Tuesday 31 January 2006

So, erm, That Doctor Who Review, Then...

Well, see, I was going to write what I thought about it, but this page here over at Tachyon TV says it a lot better, and at greater length, than I was planning:
19. ‘We’ve got incoming’

The TARDIS rescues Rose from the Dalek ship.

The stakes had never been higher: the Doctor and the Daleks at loggerheads one last time, with the Doctor’s time-travelling chum the prize. Against seemingly insurmountable odds, the Doctor leads a daring rescue mission into the heart of the Dalek fleet, materialising his ship around Rose and her Dalek captor. No-one - least of all the Daleks or the viewers - expected that one.

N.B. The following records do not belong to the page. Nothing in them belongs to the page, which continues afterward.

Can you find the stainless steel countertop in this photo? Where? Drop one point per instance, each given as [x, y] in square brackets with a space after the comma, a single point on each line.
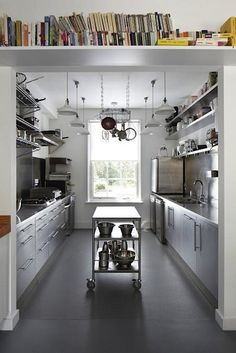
[26, 212]
[208, 212]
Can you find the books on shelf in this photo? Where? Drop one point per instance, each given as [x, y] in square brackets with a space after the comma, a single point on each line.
[230, 27]
[109, 29]
[101, 29]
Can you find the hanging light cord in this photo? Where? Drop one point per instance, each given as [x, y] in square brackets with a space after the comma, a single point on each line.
[67, 99]
[102, 93]
[153, 84]
[83, 100]
[127, 93]
[145, 117]
[165, 100]
[76, 98]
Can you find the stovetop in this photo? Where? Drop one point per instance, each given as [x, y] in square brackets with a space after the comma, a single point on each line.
[38, 202]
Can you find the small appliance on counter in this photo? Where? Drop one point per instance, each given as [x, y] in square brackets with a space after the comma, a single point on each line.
[42, 196]
[58, 173]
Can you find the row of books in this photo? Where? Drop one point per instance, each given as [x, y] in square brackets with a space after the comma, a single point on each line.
[105, 30]
[203, 37]
[97, 29]
[117, 23]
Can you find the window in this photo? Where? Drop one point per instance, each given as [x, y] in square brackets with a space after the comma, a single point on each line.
[114, 166]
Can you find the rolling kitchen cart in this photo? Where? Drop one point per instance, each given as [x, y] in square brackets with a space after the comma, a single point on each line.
[117, 215]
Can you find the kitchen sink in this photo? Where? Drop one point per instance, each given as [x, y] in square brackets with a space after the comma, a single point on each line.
[187, 201]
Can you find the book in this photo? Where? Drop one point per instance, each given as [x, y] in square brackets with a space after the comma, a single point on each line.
[175, 42]
[25, 34]
[18, 32]
[229, 26]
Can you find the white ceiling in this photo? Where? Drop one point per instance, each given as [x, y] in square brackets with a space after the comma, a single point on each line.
[53, 86]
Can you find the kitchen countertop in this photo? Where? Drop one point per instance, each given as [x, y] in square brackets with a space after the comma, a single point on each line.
[5, 225]
[206, 211]
[26, 212]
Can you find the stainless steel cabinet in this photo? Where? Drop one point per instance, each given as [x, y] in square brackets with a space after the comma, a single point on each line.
[26, 264]
[37, 239]
[196, 241]
[173, 225]
[188, 251]
[207, 255]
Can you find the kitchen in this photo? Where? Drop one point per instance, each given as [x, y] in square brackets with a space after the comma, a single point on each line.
[60, 154]
[148, 190]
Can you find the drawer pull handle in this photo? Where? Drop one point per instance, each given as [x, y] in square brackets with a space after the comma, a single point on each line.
[29, 262]
[42, 217]
[44, 247]
[26, 240]
[45, 225]
[55, 234]
[55, 217]
[27, 228]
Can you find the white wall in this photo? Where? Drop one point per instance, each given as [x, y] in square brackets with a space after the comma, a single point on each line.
[8, 191]
[187, 15]
[76, 149]
[226, 313]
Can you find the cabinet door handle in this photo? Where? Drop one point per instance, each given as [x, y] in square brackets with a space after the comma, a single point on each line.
[26, 240]
[67, 206]
[44, 226]
[55, 217]
[43, 247]
[42, 217]
[29, 262]
[200, 237]
[190, 218]
[55, 234]
[27, 228]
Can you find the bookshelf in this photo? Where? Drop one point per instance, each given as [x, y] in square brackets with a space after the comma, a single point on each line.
[125, 58]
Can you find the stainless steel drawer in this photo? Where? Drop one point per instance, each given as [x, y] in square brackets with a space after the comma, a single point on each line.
[25, 274]
[25, 248]
[26, 227]
[42, 255]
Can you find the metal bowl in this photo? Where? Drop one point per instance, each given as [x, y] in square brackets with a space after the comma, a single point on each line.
[105, 228]
[124, 258]
[126, 229]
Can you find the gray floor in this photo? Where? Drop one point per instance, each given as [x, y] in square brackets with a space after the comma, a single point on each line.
[168, 315]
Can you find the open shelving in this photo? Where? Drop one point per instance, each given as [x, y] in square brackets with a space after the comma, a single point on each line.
[204, 99]
[199, 123]
[213, 149]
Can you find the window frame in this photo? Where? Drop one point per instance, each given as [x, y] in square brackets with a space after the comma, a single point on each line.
[90, 196]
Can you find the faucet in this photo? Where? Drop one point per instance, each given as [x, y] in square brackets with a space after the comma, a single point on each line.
[202, 197]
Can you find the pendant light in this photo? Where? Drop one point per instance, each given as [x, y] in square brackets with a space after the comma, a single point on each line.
[165, 110]
[152, 123]
[66, 109]
[84, 130]
[76, 122]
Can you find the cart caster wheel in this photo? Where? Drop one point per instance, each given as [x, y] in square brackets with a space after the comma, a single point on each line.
[137, 284]
[90, 283]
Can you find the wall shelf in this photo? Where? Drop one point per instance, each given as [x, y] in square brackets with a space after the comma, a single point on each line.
[199, 123]
[47, 58]
[213, 149]
[204, 99]
[25, 99]
[24, 125]
[20, 142]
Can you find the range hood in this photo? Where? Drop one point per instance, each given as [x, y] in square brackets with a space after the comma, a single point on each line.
[43, 140]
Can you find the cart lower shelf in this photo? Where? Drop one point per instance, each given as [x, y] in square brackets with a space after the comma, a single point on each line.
[113, 268]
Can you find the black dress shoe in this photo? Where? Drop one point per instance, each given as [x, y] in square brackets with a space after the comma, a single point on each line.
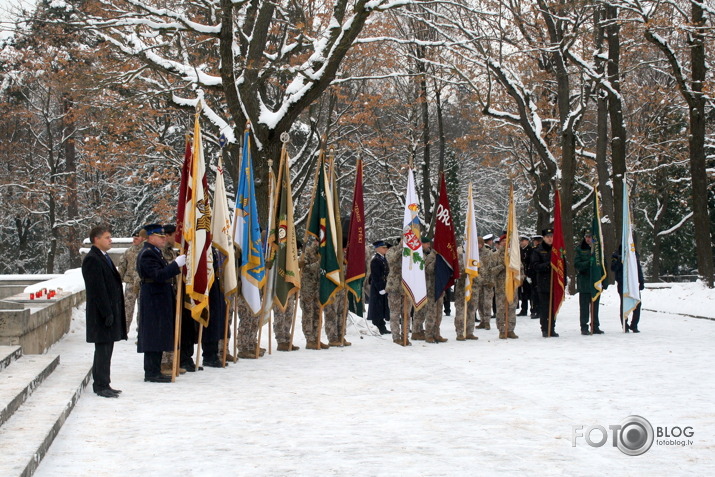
[189, 366]
[106, 393]
[157, 379]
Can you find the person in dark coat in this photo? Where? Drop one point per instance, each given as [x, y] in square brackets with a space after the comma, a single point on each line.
[106, 321]
[379, 310]
[617, 268]
[157, 298]
[541, 266]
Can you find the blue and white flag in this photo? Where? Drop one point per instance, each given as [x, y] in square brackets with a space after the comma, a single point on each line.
[247, 232]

You can upset a few hardcore Whovian on the 'net by pointing out the debt Russell T Davies owes to Joss Whedon, the hardcore claim, and have a point, that Doctor Who was intelligent, witty drama for kids long before Ms Summers staked her first vamp, but more than any other comparison I can think of it is apt to look at this new (first or twenty seventh depending on who you ask) season of Doctor Who as a very british answer to Buffy the Vampire Slayer.

Davies' Doctor is not so much about the monster of the week, but how the Doctor and his companions deal, or not, with what's going on around them. The monsters are macguffins that make the relationships change. Even the fanboy pleasers like "Dalek" are designed more to show the Doctor and all his different, sometimes contradictory, sides than the Dalek and how Rose is a humanizing influence on them both in the end.

Joss, perhaps, wouldn't have put so many fart gags in the Slitheen episodes, though...

If I found anything wrong with the season then it was it kept the Doctor Who tradition of some of the guest actors being more wooden than a Woodentops family reunion in a forest, but that didn't happen too often.

Speaking of acting Ecclestone's Doctor took some getting used to a first; everything just seemed slightly off. He smiled too readily and too goofily and was a bit too easily satisfied with himself. It becomes obvious after a while, though, that this is intentional. That it was human behaviour as observed by someone who doesn't quite understand humans and, as such, I thought it was a great way to play it.